Case materials, heat-treating methods and capacity vary from one manufacturer to another. Capacity often varies by several grains (of water). For these reasons, mixing cases is not recommended, as pressures will vary, extreme spreads will grow and accuracy will suffer. Rather, it is suggested to always use cases from one manufacturer and preferably that is all the same lot number. Trimming cases to one length, uniform the flash holes, chamfering case mouth, weight sorting and other preparation items will yield increases in accuracy. For today’s purposes, both Starline and Hornady cases were used to develop Pet Loads data (naturally separated as mentioned in the footnotes).
The current industry maximum average pressure is 60,000 psi, but was formerly 50,000 CUP. Most of the handloads in the accompanying data have been pressure tested and are within those limits.

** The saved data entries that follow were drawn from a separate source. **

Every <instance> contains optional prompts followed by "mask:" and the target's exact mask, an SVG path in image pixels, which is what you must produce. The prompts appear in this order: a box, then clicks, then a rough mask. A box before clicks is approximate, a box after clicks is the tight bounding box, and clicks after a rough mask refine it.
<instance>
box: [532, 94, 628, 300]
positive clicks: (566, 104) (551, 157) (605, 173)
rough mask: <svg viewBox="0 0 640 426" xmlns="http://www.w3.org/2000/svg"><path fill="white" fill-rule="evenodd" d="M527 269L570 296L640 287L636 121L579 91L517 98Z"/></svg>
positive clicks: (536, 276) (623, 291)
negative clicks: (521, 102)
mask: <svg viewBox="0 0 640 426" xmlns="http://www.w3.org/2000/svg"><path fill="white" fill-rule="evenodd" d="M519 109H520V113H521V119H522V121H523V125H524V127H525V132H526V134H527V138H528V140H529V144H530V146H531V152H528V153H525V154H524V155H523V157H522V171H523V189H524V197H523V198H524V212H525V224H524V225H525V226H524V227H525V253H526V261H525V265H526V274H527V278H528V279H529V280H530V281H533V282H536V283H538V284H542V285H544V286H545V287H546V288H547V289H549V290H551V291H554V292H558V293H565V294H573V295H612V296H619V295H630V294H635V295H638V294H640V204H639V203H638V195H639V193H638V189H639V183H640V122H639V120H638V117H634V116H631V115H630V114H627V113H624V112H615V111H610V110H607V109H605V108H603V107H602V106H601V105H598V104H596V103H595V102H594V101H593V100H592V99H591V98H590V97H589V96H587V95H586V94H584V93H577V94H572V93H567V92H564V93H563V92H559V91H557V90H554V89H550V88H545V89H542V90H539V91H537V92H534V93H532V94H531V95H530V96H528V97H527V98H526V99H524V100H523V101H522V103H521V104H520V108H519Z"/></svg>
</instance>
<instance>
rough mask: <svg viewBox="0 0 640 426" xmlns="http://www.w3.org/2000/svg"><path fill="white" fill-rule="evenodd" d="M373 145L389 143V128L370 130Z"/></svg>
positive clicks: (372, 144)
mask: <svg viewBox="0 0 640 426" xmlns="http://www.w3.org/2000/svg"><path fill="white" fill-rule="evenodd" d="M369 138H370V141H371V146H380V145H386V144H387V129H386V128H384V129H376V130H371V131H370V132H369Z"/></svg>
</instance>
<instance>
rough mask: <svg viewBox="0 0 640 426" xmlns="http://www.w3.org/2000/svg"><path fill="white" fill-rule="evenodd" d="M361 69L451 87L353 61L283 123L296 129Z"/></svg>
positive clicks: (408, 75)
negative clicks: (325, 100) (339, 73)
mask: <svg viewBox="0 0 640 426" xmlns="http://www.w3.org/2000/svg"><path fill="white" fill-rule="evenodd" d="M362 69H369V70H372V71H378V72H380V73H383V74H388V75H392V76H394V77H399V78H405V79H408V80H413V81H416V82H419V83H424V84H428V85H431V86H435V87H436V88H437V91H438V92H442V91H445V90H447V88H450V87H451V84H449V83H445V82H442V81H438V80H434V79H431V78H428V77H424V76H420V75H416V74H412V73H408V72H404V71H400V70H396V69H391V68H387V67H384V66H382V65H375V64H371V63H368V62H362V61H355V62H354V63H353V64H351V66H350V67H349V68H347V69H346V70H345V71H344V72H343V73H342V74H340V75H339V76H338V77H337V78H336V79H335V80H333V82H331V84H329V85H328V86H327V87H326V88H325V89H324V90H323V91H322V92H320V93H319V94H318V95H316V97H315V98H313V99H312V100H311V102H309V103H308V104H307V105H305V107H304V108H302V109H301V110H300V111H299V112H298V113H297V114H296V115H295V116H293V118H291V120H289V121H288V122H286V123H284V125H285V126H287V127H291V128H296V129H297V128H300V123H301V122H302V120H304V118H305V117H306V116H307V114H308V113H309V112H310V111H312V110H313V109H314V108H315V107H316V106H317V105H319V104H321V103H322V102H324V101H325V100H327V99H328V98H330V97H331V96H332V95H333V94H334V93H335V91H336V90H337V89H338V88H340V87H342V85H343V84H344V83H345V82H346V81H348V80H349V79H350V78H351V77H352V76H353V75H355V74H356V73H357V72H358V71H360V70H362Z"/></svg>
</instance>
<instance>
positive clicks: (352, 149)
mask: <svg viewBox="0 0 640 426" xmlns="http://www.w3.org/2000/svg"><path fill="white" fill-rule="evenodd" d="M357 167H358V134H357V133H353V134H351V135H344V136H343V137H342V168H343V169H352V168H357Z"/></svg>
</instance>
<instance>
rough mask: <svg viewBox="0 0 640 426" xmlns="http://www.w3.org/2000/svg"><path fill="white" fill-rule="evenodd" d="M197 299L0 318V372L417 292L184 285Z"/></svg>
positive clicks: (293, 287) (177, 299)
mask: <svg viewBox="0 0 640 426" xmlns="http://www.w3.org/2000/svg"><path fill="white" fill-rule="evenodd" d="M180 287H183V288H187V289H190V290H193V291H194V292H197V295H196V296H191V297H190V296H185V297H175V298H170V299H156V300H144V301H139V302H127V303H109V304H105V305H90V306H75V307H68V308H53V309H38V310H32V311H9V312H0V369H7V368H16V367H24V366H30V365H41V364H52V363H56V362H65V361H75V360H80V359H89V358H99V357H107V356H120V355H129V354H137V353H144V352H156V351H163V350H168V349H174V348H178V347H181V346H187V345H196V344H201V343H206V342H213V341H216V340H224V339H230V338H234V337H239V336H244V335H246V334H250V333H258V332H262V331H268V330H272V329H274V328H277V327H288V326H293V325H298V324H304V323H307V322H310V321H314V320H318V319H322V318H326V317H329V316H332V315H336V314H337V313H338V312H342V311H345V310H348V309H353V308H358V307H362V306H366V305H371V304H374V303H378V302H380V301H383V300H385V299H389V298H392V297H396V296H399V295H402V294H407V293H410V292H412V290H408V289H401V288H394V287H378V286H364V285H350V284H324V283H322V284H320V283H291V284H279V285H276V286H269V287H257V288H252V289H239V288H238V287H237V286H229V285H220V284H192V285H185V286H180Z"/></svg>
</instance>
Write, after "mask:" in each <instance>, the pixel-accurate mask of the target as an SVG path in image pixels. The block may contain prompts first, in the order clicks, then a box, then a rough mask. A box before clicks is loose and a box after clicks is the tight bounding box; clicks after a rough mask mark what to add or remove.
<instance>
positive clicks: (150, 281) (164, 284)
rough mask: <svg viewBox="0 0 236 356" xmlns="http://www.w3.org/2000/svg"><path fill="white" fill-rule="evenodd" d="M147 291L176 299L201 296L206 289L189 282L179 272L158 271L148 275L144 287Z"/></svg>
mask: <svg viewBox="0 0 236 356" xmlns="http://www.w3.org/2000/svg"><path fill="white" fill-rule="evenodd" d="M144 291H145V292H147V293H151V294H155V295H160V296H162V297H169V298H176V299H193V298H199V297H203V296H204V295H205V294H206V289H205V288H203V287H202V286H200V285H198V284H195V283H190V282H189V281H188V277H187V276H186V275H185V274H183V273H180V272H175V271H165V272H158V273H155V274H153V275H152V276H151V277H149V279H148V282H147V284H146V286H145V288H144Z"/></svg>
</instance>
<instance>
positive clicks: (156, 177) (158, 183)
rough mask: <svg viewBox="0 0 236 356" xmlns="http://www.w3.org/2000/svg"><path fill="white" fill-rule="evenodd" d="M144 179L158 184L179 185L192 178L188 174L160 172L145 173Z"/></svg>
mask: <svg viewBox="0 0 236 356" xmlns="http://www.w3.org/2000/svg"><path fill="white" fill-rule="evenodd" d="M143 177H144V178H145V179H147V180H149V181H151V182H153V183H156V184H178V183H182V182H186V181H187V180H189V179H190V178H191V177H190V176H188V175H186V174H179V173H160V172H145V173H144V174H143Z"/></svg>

Throughout most of its existence, the 30-06 has been loaded with extruded powders that offer top-notch accuracy, reliability and are trusted under adverse temperatures. The 4350 powders from IMR, Hodgdon and Accurate are proven performers with virtually all bullet weights, but they generally perform best with weights ranging from 130 to 200 grains. Other notable extruded powders include Hodgdon H-322, Varget, H-4895, H-4831, H-4831SC, H-1000, IMR-4064, IMR-4451, IMR-4320, IMR-4831, Accurate A-2495, Vihtavuori N-140, VV N-150, VV N-160, Alliant RL-15, RL-17, RL-19 and others.
To develop handload data, a Ruger M77RS Mark II was selected with a 22-inch barrel, which is by far the most popular barrel length with sporting rifles chambered in 30-06. This particular rifle has proven accurate with carefully tailored handloads producing sub ½-inch, four-shot groups at 100 yards. Like always, the Ruger action is ultra-reliable, which is important when firing as many rounds as was required to develop the accompanying Pet Loads data.
The 30-06 is a truly versatile and remarkable cartridge that has achieved long-lasting popularity that few cartridges can match and with improved powders and bullets, it’s better than ever.